After recreating the work of his adopted homeland’s most celebrated poet in Appointmen­t With Mr Yeats, and bringing a unique Waterboys twist to country soul on the Nashville-recorded Modern Blues, Out Of All This Blue was mostly created on a computer in the Dublin studio space he shares with Megumi.

“I’m really glad it worked out as it did. I love working on my own, I made the early Waterboys albums and a few others like that.

“I love just trusting my own judgment and seeing where it takes me.

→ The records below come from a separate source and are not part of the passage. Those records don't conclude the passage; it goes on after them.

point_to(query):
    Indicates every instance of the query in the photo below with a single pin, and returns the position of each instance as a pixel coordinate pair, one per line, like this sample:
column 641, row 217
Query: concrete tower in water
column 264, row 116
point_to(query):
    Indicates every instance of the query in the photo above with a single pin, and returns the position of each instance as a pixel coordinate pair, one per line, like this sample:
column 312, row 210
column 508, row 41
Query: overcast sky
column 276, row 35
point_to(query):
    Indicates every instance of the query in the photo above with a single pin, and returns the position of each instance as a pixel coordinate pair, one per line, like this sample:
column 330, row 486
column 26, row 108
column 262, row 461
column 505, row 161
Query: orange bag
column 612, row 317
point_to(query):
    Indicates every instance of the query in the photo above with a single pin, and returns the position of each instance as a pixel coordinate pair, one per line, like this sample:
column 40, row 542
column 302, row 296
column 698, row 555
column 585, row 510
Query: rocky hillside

I didn’t miss anything.”

The album is loaded with future Waterboys classics – such as New York I Love You and The Hammerhead Bar (an eyepopping re-imagining of the drinking den in Who bassist John Entwistle’s mansion).

“I like putting humour into my lyrics though I haven’t always been successful,” Mike grins.

“When I was younger I was very serious. I think the first time I managed it was Bang On The Ear – it started off in Fife and it ended up in tears. It was a breakthrou­gh for me, to get a few laughs into a song. I’ve been working hard to polish that skill ever since.”